Fakt bleibt, dass die Gesamtzahl der Kinder mit einem sonderpädagogischen Unterstützungsbedarf seit Jahren bundes- und landesweit zunimmt. Über die Gründe gibt es bislang keine wissenschaftlich fundierten Aussagen, nur Thesen, Vermutungen und Studien. Der neu im Ausschuss verpflichtete Dr. Carsten Püttmann (SPD) berichtete über eine amerikanische Forschung, wonach der frühe und lange Besuch der Kitas im Zusammenhang damit stehen könnte. „Als Verwaltung haben wir keine Erklärung“, sagte Fachbereichsleiter Strieth im Jugendhilfeausschuss. Die US-Studie ließ dem Verwaltungsmann keine Ruhe.

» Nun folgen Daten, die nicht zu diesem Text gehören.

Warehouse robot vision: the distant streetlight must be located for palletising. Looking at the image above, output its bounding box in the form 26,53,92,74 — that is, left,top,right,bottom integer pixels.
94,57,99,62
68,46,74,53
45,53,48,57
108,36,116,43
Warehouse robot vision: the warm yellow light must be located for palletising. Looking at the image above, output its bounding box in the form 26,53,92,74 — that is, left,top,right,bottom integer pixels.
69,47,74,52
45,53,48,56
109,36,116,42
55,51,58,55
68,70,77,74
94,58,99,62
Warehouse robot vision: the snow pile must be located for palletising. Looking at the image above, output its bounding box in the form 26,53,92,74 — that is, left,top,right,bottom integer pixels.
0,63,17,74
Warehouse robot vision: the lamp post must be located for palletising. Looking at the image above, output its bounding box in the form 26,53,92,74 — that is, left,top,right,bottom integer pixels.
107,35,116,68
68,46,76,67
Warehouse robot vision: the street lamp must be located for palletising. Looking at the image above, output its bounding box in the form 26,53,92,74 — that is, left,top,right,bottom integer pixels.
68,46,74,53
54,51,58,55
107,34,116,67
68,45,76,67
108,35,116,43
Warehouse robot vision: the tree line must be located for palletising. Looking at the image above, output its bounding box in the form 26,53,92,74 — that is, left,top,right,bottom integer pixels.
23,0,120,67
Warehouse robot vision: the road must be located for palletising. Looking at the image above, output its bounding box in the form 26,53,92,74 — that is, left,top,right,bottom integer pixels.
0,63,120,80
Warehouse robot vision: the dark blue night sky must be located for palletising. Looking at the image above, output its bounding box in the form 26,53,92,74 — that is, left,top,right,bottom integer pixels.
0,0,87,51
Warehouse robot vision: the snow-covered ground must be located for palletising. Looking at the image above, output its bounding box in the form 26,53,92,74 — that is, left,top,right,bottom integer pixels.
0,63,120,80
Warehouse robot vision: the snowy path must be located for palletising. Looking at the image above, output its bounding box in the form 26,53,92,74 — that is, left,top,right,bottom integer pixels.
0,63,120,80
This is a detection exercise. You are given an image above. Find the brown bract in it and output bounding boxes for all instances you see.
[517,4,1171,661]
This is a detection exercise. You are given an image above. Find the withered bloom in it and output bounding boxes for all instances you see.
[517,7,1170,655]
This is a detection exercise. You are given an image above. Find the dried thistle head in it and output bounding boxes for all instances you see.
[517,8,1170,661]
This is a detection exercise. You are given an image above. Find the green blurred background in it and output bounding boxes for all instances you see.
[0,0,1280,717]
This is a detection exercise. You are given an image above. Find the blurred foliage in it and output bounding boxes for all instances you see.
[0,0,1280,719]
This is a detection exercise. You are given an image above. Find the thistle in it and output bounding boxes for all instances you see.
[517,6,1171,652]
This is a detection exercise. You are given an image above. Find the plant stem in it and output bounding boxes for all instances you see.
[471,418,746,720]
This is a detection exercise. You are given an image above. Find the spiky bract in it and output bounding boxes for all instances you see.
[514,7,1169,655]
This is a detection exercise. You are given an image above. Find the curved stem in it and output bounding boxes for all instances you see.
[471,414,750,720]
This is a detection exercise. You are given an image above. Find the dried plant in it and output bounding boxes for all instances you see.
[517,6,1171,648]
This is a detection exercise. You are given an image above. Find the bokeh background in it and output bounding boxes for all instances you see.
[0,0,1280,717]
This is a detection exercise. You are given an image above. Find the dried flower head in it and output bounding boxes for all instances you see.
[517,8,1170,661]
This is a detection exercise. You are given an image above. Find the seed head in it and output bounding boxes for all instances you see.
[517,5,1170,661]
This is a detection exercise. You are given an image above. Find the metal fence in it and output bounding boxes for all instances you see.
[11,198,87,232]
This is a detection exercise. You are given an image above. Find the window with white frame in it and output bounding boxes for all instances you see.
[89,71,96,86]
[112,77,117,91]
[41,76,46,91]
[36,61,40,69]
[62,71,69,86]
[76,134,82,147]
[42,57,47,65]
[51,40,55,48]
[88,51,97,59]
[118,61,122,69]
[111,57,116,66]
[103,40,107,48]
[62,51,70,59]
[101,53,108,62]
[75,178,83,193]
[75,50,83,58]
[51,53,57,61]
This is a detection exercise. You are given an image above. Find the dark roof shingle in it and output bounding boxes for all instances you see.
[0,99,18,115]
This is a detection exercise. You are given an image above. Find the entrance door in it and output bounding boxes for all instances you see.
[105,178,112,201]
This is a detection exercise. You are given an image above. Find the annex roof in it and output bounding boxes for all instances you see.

Ergebnis seiner Recherche: „Ich würde die These nicht so stützen.“ Beleg dafür war ihm die Zahl der Kinder mit Förderbedarf in den Kitas, die im Zeitraum 2010 bis 2917 von 101 auf 164 gestiegen sei.

Zwischen Weser und Rhein lag dieser Bedarf über alle Schulen des Primarbereichs bzw. Sekundarstufe I bei zuletzt 7,5 Prozent. Allein in den beiden Förderschwerpunkten Lernen und Emotionale und soziale Entwickung ist der sonderpädagogische Förderbedarf im Primarbereich (Klassen 1 bis 4) um 27 Kinder seit 2010 auf nunmehr 134 gestiegen. Die Quote erhöhte sich damit von 3,97 Prozent auf 5,24 Prozent im Jahr 2017. In der Sekundarstufe I (Klassen 5 bis 10) ist die Zahl der Kinder mit sonderpädagogischem Förderbedarf um 54 Schüler auf 240 gewachsen. Die Förderquote ging damit von 4,3 Prozent im Jahr 2010 auf 6,5 Prozent im Jahr 2017 hoch. Addiert besteht ein Förderbedarf für 374 Kinder in der Primar- und Sekundarstufe I, 74 mehr als noch vor sieben Jahren. Die Lippstädter Kinder in außerhalb der Stadt gelegenen Förderschulen mit weiteren Schwerpunkten sind hier nicht mit eingerechnet.